Hoşgörülü Olmak ve Affedebilmek

Hoşgörülü Olmak ve Affedebilmek

Mustafa BAL

Hoşgörülü olmak ve affetmek nedir?

Hoşgörülü olmak; bir kişide tasvip etmediğiniz bir davranışı, onu kabul etmek anlamında değil, onu anlamaya çalışmak ve ona karşı öfke duymadan yaklaşabilmektir. Affetmek ise, size yapılmış olumsuz bir eylemi, haklı olsanız bile içtenlikle bağışlamak, karşınızdaki kişiyi suçlamamaktır.

Günümüz toplumunda insanlar o kadar hızlı yaşıyor ki, bu hız beraberinde tahammülsüzlüğü ve anlayışsızlığı getiriyor. Kimse artık hoşgörülü olmayı ya da affetmeyi aklının ucundan bile geçirmiyor. Bu da toplumsal dinamikleri bozan önemli bir unsur haline geldi.

Mevlânâ ne güzel demiş:

“Cömertlik ve yardım etmede akarsu gibi ol, hoşgörülülükte güneş gibi ol…”

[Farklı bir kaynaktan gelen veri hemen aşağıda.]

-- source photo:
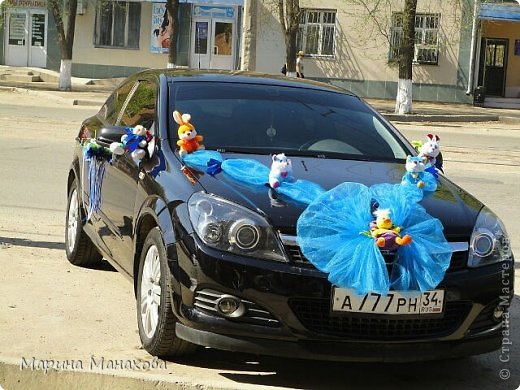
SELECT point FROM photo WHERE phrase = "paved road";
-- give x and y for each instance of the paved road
(52, 310)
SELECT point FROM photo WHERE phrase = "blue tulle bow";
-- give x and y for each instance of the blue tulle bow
(214, 167)
(251, 173)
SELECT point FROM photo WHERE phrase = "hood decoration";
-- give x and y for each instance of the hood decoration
(189, 140)
(430, 151)
(281, 171)
(349, 230)
(134, 142)
(254, 173)
(332, 234)
(416, 174)
(95, 156)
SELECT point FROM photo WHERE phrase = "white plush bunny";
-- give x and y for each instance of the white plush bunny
(281, 170)
(430, 149)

Güneş herkesi ayırt etmeden nasıl aydınlatıyorsa, biz de en azından bir odayı aydınlatan bir lamba gibi, bulunduğumuz ortamdaki herkese karşı hoşgörülü olmalıyız. Herkesin kusurunu affedebilmeli, anlayış gösterebilmeliyiz.

Bana göre hoşgörüde en zor ama en anlamlı şey, hoşgörüsüz birini hoşgörebilmektir. Zaten sakin, nazik ve anlayışlı birini hoşgörmek kolaydır. Asıl erdem, zor insanlara karşı da hoşgörü gösterebilmektir.

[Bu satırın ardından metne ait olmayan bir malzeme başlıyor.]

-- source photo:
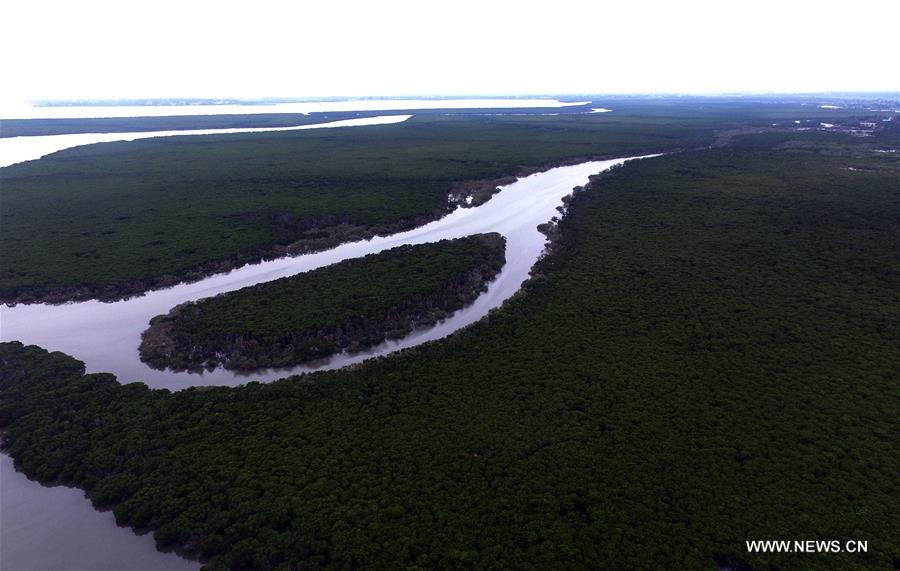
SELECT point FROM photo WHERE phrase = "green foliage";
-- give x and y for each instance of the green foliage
(118, 218)
(353, 304)
(709, 356)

Viktor Frankl ne güzel ifade etmiş:

“İnsanın en büyük kazanımı başarı değildir, değiştirilemez bir kaderi cesaretle yaşayabilmesidir.”

Konfüçyüs ise şöyle demiş:

“Erdemli insan, başkalarının kusurlarına karşı hoşgörülüdür.”
(M.Ö. 551)

Ne kadar sade ve etkili bir tanım! Demek ki hoşgörülü olmak, aynı zamanda erdemli bir insan olmanın temelidir.

Freud’a göre ise, bastırılmış öfke, çoğunlukla affedilemeyen olaylardan kaynaklanır. Yani içimizdeki öfkenin kökü, çoğu zaman hoşgörüsüzlükten ve affedememekten beslenir. Bu da ruhsal sağlığımızı doğrudan etkiler.

Sokrates şöyle der:

“Bilgi ve anlayış eksikliği insanları hata yapmaya iter. Bilge kişi, bu yanılgıyı affeder.”


Peki neden affetmeli ve hoşgörülü olmalıyız?

İçsel huzur için,

Ruhsal sağlık için,

Sağlıklı sosyal ilişkiler kurmak için,

Ve en önemlisi, erdemli bir insan olabilmek için…

Hadi gelin, bundan sonra biraz daha hoşgörülü olalım. Kırmak yerine anlamayı, yargılamak yerine affetmeyi seçelim. Unutmayalım:
Affetmek zayıflık değil, olgunluk göstergesidir.